You’ll be prompted to provide the following information:
- Hostname: The ID of your databricks account, which you can find in the account URL.
- Path: The path of the warehouse you are connecting via this integration.
- Catalog: The catalog that this Heap data should sync to; if left blank, this integration will create a new catalog.
- Schema (optional): The schema that this Heap data should sync to; if left blank, this integration will create a new schema.
- Token: This is required to allow Heap to write to the schema. The token must be a Personal Access Token (PAT) rather than an OAuth Token.
Once all those fields are populated, click the Connect button.

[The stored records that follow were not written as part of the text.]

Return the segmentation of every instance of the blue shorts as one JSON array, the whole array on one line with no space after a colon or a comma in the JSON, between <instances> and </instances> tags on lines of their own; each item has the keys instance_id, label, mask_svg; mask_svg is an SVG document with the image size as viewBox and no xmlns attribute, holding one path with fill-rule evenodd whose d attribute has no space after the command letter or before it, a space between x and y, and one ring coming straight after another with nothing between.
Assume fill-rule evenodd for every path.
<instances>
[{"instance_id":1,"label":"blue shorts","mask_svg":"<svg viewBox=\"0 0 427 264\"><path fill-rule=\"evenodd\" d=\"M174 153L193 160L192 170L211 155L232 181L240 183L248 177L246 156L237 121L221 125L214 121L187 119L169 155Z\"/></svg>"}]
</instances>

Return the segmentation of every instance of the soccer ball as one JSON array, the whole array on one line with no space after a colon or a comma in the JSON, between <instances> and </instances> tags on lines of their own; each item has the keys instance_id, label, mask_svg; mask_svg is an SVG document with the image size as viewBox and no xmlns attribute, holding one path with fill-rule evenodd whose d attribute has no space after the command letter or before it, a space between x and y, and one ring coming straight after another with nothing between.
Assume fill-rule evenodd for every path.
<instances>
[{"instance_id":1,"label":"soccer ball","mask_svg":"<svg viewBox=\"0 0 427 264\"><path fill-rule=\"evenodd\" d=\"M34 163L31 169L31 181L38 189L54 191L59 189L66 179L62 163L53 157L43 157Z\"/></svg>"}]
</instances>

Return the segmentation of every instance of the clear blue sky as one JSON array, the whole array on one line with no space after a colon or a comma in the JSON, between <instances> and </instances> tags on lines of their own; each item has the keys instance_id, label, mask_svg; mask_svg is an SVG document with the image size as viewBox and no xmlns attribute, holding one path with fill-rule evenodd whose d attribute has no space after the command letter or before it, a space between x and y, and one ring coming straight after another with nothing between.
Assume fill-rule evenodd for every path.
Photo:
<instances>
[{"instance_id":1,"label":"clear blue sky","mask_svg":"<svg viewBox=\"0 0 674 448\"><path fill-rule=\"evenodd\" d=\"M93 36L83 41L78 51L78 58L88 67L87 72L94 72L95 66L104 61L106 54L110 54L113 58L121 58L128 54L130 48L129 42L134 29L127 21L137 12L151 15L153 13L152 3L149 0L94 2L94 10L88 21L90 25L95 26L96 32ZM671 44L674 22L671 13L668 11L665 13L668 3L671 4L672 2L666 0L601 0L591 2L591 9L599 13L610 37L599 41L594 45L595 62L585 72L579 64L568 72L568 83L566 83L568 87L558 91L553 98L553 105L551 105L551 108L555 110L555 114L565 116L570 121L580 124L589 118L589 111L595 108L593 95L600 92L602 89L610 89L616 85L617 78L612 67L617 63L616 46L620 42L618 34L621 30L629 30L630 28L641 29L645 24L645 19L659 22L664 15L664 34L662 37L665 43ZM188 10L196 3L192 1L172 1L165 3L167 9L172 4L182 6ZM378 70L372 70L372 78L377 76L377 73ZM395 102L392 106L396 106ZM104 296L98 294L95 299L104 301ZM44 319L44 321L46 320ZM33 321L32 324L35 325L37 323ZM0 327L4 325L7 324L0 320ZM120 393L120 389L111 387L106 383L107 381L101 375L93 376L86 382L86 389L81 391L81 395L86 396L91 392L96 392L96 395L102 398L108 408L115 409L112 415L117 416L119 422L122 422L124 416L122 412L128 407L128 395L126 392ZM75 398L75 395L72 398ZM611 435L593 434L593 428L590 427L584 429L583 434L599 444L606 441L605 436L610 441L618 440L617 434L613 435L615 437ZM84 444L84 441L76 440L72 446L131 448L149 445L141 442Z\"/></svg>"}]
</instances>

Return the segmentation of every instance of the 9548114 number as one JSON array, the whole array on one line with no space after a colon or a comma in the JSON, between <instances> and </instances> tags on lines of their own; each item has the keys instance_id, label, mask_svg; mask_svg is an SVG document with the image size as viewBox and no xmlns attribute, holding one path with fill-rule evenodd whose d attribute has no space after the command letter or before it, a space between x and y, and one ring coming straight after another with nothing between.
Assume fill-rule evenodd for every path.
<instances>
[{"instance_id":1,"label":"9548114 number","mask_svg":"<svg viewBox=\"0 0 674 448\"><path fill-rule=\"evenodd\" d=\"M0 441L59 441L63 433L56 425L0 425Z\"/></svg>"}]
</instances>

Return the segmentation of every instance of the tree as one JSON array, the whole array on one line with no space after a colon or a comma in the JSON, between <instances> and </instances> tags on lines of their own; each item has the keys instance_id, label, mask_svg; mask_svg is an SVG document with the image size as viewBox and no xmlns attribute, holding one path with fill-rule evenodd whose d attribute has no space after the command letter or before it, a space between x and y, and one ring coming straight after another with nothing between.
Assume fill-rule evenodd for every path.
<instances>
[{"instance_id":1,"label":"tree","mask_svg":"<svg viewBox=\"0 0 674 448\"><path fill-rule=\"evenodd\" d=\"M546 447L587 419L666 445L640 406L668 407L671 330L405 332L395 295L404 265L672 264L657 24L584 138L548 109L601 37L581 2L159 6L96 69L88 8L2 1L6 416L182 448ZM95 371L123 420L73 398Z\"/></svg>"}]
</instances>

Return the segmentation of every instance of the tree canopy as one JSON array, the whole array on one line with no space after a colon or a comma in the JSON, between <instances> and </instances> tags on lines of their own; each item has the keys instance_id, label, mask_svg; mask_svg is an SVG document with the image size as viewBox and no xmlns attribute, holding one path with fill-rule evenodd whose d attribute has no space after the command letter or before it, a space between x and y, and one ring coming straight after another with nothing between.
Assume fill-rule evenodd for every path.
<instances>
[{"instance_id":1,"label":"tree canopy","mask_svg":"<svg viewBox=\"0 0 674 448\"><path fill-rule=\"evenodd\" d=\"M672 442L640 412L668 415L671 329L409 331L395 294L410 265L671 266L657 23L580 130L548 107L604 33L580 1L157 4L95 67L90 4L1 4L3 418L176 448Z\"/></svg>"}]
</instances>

That’s it! Once setup is complete, you’ll see a sync within 48 hours with the following built-in tables.
- Pageviews
- Sessions
- Users
- user_migrations
You can can create an all_events
view to Databricks by setting up a query like this one:
SELECT
event_id,
time,
user_id,
session_id,
'test_event_table' AS event_table_name
FROM "TEST_DB"."TEST_SCHEMA"."TEST_EVENT_TABLE"
UNION
SELECT
event_id,
time,
user_id,
session_id,
'click_event_table' AS event_table_name
FROM "SCHEMA"."CLICK_EVENT_TABLE"
UNION
SELECT
event_id,
time,
user_id,
session_id,
'pageview_event_table' AS event_table_name
FROM "SCHEMA"."PAGEVIEW_EVENT_TABLE"
Limitations
Please note the following limitations for this integration:
- The All Events table is not synced to Databricks. As a workaround, you can create your own all_events.
- Defined properties syncing is not supported during beta.
- Segments syncing is not supported during beta.